When I code a program, I start out by slapping together the various elements. I setup the variables, I write some quick routines, and I add comments to the tune of /* Do something here*/. With those bricks in place, I go back and fill in the mortar to make it all work. If the code runs, great! That rarely happens, so more work is involved.
For the 100 Doors puzzle, I first created two parts of the program, which I discussed in last week’s Lesson: the array of 100 doors and the routine that opens or closes a door. The steps that remain are processing the puzzle — the loop — and displaying the results.
The loop is the heart of the puzzle, the virtual representation of opening and closing 100 doors. According to the puzzle’s rules, you must visit all doors, 1 through 100. To solve that problem I wrote a prototype loop:
/* start at door 1 and work up to door DOORS */
for(pass=0; pass<DOORS; pass++)
{
door[thisdoor] = !door[thisdoor];
}
The for loop uses the pass (int) variable to process all 100 doors. I tossed the open/close statement into the loop. At this point, the code opens all the doors. (The door[] array is initialized to 0, all doors closed.) So step one of the problem is solved, and my code has a placeholder. At this point, I review the rest of the puzzle, i.e., to skip a given number of doors and continue processing.

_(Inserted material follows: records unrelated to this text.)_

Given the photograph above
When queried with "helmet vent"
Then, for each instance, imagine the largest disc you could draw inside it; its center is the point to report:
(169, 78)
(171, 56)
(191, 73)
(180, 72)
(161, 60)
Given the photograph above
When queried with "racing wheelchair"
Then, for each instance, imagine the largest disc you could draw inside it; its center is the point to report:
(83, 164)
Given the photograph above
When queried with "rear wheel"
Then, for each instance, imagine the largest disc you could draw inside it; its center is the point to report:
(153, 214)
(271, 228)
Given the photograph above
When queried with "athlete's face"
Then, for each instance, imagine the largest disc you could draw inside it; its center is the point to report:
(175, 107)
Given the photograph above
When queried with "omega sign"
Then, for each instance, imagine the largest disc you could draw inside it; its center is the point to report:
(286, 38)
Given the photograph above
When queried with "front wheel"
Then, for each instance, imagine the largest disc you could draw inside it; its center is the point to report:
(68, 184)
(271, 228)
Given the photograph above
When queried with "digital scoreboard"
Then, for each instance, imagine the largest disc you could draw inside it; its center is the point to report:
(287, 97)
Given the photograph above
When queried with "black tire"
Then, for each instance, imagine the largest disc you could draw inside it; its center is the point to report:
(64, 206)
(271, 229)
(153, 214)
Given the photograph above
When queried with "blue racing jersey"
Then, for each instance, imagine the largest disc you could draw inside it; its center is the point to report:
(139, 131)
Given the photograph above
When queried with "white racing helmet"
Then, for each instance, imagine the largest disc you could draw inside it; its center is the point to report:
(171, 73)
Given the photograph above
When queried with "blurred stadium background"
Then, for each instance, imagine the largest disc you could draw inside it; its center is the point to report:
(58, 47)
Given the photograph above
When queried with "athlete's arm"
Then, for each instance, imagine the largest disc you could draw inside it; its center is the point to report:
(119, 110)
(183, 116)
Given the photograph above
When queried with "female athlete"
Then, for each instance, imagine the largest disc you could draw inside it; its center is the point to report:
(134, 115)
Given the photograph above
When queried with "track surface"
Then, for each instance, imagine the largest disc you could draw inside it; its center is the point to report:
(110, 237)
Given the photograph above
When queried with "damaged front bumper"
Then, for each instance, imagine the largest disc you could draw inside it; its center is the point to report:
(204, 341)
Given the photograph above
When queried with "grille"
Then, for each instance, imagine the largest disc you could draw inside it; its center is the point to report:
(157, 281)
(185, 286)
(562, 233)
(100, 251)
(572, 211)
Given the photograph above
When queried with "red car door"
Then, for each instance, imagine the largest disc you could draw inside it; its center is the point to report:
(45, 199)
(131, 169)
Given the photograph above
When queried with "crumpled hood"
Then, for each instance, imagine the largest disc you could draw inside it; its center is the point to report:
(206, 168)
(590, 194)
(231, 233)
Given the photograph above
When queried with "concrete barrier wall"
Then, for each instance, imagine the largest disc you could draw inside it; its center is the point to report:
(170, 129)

So on the second pass, you skip every other door. On the third pass you skip every third door. As I thought of the process, I mapped out the skipping pattern:
First pass, skip 1 door
Second pass, skip 2 doors
Third pass, skip 3 doors
This pattern represents a loop. Indeed, the loop is already in the code:
for(pass=0; pass<DOORS; pass++)My conclusion is that a nested for loop is needed. It can conveniently use the first loop’s pass variable as both the starting point and skip value. Here’s what I came up with:
/* start at door 1 and work up to door DOORS */
for(pass=0; pass<DOORS; pass++)
{
for(thisdoor=pass; thisdoor<DOORS; thisdoor+=pass)
door[thisdoor] = !door[thisdoor];
}
The inner for loop starts at the value of variable pass and processes all the doors, skipping in increments of variable pass in the process. It’s this loop that opens/closes the doors.
To me, this code looked good. I added a simple output routine to display the results:
/* Display results */
for(x=0;x<DOORS;x++)
printf("Door %d is %s\n",
x+1,
door[x] ? "open" : "closed");
I saved. I compiled. I ran. And . . .
It didn’t work. The code generated no output and didn’t stop. I knew it got stuck in an endless loop, but where? So I read the source code again and again.
In my C programming books, I mention reading code aloud as one way to track down bugs. In this case, that method helped me to find the problem, which occurs in the inner for loop: thisdoor+=pass When pass is equal to zero (its starting value), the loop becomes endless; variable thisdoor never increments.
To fix the code, I switched from initializing variable pass at at zero and used 1 instead. Here are the modified nested loop statements:
/* start at door 1 and work up to door DOORS */
for(pass=1; pass<=DOORS; pass++)
{
for(thisdoor=pass-1; thisdoor<DOORS; thisdoor+=pass)
door[thisdoor] = !door[thisdoor];
}
The outer for loop starts at 1. The inner for loop must subtract 1 from pass in order to reference the first element of array door[]. Now the statement thisdoor+=pass properly calculates the skip values.
Click here to see the end result of my efforts.
My solution is rather mundane when compared with other programmers’ solutions. Some coders attempt to optimize the code, some to obfuscate. Mine is rather straightforward and not particularly clever, but more than the solution I wanted to illustrate how I approach such programming puzzles.
By the way, the solution for the 100 Doors puzzle is that after the process is complete, only the door numbers matching the squares of the first 10 numbers remain open: 1, 4, 9, 16, 25, 36, 49, 64, 81, and 100.